Install [rqt_multiplot](https://wiki.ros.org/rqt_multiplot):
```shell
sudo apt-get install ros-noetic-rqt-multiplot -y
```
Start rqt_multiplot and replay the bags:
```shell
roslaunch grand_tour_ros1 imus.launch
```
```shell
cd ~/grand_tour_ws/src/examples_ros1/data
rosrun grand_tour_ros1 rosbag_play.sh --imus --ap20
```
**Example Output:**

## Contributing
We warmly welcome contributions to help us improve and expand this project. Whether you're interested in adding new examples, enhancing existing ones, or simply offering suggestions — we'd love to hear from you! Feel free to open an issue or reach out directly.
We are particularly looking for contributions in the following areas:
- New and interesting benchmarks
- ROS2 integration and conversion
- Visualization tools (e.g., Viser, etc.)
- Hosting and deployment support in Asia
### Upcoming Plans
We're organizing a workshop at ICRA 2026 in Vienna and are currently looking for co-organizers and collaborators. We are also planning to write a community paper about this project. Everyone who contributes meaningfully will be included as a co-author.

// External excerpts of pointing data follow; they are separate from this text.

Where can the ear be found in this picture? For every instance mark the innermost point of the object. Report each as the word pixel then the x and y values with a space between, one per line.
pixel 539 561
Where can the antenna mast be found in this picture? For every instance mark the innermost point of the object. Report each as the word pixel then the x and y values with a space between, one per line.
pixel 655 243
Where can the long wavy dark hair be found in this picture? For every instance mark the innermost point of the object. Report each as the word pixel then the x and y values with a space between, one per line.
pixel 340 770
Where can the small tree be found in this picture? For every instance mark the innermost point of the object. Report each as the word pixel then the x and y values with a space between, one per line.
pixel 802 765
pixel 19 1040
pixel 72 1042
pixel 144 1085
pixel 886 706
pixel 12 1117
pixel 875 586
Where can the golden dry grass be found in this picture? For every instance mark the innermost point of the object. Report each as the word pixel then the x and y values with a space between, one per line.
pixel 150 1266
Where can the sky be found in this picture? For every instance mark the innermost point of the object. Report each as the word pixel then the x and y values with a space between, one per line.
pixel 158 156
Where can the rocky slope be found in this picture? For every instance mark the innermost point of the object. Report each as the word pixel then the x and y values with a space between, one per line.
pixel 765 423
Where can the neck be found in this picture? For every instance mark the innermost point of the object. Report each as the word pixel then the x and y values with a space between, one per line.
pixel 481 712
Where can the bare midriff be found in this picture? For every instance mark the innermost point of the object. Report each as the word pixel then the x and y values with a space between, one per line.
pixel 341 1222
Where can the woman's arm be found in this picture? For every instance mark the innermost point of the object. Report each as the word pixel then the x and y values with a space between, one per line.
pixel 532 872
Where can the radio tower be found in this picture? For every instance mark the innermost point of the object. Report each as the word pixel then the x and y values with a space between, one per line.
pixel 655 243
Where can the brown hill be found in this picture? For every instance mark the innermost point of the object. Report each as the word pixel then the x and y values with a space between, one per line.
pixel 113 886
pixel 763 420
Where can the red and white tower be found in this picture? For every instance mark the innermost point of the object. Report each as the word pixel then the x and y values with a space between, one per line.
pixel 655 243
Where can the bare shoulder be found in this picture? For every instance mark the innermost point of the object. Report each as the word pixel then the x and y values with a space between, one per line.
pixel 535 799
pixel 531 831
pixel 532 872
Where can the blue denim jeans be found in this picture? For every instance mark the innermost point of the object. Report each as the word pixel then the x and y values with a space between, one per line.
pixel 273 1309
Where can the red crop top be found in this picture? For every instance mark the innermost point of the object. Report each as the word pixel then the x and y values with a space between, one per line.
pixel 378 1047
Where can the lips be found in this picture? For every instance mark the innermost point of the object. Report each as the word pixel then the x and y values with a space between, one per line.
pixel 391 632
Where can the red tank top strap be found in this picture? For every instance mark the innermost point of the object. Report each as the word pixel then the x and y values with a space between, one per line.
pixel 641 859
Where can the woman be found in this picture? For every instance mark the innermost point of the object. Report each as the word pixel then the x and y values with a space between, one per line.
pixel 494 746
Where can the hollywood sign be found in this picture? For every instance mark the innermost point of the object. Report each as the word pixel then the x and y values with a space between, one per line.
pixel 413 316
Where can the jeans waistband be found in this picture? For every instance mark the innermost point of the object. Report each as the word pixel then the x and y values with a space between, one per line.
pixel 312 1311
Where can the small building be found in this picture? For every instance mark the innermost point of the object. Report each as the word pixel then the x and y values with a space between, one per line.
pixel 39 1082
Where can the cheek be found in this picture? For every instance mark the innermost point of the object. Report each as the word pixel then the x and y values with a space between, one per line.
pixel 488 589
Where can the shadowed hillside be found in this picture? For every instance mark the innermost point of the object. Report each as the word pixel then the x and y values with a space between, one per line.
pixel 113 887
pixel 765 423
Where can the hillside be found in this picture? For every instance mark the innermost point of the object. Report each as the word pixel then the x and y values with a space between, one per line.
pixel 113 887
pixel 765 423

Let’s build this together — your input matters!
## Citation
```bibtex
@INPROCEEDINGS{Tuna-Frey-Fu-RSS-25,
AUTHOR = {Jonas Frey AND Turcan Tuna AND Lanke Frank Tarimo Fu AND Cedric Weibel AND Katharine Patterson AND Benjamin Krummenacher AND Matthias Müller AND Julian Nubert AND Maurice Fallon AND Cesar Cadena AND Marco Hutter},
TITLE = {{Boxi: Design Decisions in the Context of Algorithmic Performance for Robotics}},
BOOKTITLE = {Proceedings of Robotics: Science and Systems},
YEAR = {2025},
ADDRESS = {Los Angeles, United States},
MONTH = {June}
}
```
\*shared first authorship: Frey, Tuna, Fu.